Du hast gar keine Schwächen!

Wenn jemand beginnt, seine Schwächen aufzulisten, geht es meist nicht um liebenswerte Kleinigkeiten, über die jeder nur zu gern hinwegsieht. Keine süßen Geständnisse wie: „Ich nasche, wenn ich ehrlich bin, ein bisschen zu viel, schreibe manchmal Kommentare auf Facebook, die ich später bereue, und hänge abends ewig bei Netflix fest, obwohl ich besser ins Bett gehen sollte.” Die meisten offenbarten Schwächen klingen so, als wäre mit einem etwas grundsätzlich nicht in Ordnung. „Ich kann nicht für mich einstehen”, „Ich bin emotional zu bedürftig”, „Ich lasse mich ständig zu etwas überreden, was ich gar nicht will!”

Beurteilst du dich selbst auch danach, welche Stärken und Schwächen du hast? Diese Methode ist sehr verbreitet, zieht dich aber runter: Sie gibt dir immer das Gefühl, dass du gewisse Mängel hast, die sich auch bei allem Bemühen nicht beseitigen lassen. Besser ist, dir folgendes vorzustellen: Du hast dein eigenes Profil, und in manchen Dingen bist du besonders gut. Alles andere sind keine „Schwächen”, sondern Potential: Hier könntest du, wenn du willst, etwas mehr Zeit und Aufmerksamkeit investieren. Du musst aber nicht. Denn schon so, wie du jetzt bist, bist du ziemlich weit gekommen im Leben, oder etwa nicht?

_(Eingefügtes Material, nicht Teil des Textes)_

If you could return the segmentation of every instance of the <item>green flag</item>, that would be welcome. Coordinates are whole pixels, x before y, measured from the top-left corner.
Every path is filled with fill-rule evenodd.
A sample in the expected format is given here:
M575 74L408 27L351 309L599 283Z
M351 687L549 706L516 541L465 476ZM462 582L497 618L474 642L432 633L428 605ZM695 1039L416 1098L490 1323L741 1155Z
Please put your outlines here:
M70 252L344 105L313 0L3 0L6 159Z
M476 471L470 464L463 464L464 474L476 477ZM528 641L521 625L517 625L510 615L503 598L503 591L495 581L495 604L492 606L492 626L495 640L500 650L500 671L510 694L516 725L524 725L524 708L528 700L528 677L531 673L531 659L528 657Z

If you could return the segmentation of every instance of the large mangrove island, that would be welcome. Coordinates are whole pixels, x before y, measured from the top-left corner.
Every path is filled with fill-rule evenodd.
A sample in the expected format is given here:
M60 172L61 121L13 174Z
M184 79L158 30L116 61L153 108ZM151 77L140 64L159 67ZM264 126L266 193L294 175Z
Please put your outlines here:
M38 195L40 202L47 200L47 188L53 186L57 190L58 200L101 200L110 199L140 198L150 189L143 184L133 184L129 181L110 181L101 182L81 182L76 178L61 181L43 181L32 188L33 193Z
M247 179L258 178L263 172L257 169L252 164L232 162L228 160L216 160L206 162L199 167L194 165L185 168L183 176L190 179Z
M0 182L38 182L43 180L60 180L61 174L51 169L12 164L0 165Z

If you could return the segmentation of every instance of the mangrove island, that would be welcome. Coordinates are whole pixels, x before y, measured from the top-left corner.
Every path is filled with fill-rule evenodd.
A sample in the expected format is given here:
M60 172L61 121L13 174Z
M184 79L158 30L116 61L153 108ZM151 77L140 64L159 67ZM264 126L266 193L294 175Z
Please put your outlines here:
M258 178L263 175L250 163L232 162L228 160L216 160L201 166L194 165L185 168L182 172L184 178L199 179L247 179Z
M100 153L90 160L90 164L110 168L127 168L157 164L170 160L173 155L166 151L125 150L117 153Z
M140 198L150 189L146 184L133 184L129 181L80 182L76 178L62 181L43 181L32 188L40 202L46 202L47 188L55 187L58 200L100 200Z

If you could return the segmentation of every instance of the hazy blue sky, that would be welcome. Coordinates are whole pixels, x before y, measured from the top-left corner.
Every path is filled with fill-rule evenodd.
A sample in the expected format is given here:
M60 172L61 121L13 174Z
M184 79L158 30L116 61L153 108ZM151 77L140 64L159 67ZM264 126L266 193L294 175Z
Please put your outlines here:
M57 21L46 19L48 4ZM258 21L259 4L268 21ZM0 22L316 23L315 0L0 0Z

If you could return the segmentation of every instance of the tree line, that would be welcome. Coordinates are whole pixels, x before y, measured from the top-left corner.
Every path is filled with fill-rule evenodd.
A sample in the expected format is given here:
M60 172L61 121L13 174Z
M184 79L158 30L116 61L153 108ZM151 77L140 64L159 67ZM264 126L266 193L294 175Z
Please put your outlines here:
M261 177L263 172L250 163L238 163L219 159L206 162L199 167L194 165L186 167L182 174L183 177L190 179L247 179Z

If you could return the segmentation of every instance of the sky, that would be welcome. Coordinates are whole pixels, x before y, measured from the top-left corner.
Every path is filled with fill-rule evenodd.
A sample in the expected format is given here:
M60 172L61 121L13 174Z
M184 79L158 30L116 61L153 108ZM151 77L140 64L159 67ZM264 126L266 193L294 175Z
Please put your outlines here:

Je nach Situation ist fast alles eine Stärke

Fast alles, was wir als Stärke oder Schwäche bewerten, hängt von der Situation ab. Du hast beispielsweise vielleicht das Gefühl, dass du dich beruflich oder privat manchmal nicht so durchsetzt, wie du es gern würdest. In solchen Situationen ärgert dich deine „Schwäche”. Gleichzeitig erkennst du dadurch: Du bist besonders rücksichtsvoll, aufmerksam und zudem reflektiert. So gesehen, sind diese Eigenschaften auf einmal Stärken, die in bestimmten Situationen für dich hilfreich sein. Etwa, wenn es auf Taktgefühl und Einfühlungsvermögen ankommt – das braucht man im Kundengespräch ebenso wie beim Dating oder Beziehungsgespräch.

„Es ist ein beliebtes Schlagwort unserer Zeit, dass man sich ,neu erfinden’ solle. Das ist bis zu einem gewissen Grad möglich, gleichzeitig bleibt deine Herkunft deine Basis”, heißt es in meinem Buch „Ich mach da nicht mehr mit” (Seite 171). Du musst dich nicht ständig kritisch hinterfragen, dich wegen irgendwelcher angeblicher Schwächen selbst anklagen. Deine persönlichen Eigenheiten darfst du annehmen: „Akzeptiere sie nicht nur notgedrungen, sondern sei tatsächlich stolz auf deinen Lebensweg. Du ersparst dir damit nicht nur unnötige Selbstzweifel, sondern auch selbst verursachte Hürden im Berufs- und Privatleben.”

Du bist schon gut so, wie du bist

Wenn du deine Eigenheiten neutral annimmst, anstatt sie in „gut” und „schlecht” zu sortieren, hat das einen besonderen Vorteil. Du versuchst nicht mehr, ein anderer Mensch zu werden. Das funktioniert sowieso nicht. Sondern du wirst sensibler dafür, wer zu dir passt und in welchen Umgebungen du dich wohl fühlst und auflebst. Anstatt gegen dich zu kämpfen, um endlich diese Schwächen loszuwerden, pflegst du lieber deine Stärken und bewegst dich in ein Umfeld, in dem sie geschätzt werden. Im obigen Beispiel wäre das eine Partnerschaft und ein Arbeitgeber, der ebenso auch auf dich achtet, wo du nicht immer für dich kämpfen musst.

Wie passt das nun damit zusammen, dass jeder irgendwie „besser werden” will? Dagegen ist überhaupt nichts zu sagen, im Gegenteil. Wenn du eine Fremdsprache lernst, eine Weiterbildung beginnst, einen Sport regelmäßig ausübst, gesünder isst, eignest du dir sinnvolle Fähigkeiten und Gewohnheiten an. Sie haben aber nichts mit deinem persönliche Wert zu tun. Du bist schon jetzt – auch, wenn du noch viele Ideen und Pläne hast – gut, ausgewogen und komplett!  Und wenn du wieder einmal nach deinen „Schwächen” gefragt wirst, denkst du dir einfach etwas Harmloses aus. Alles andere geht niemanden etwas an!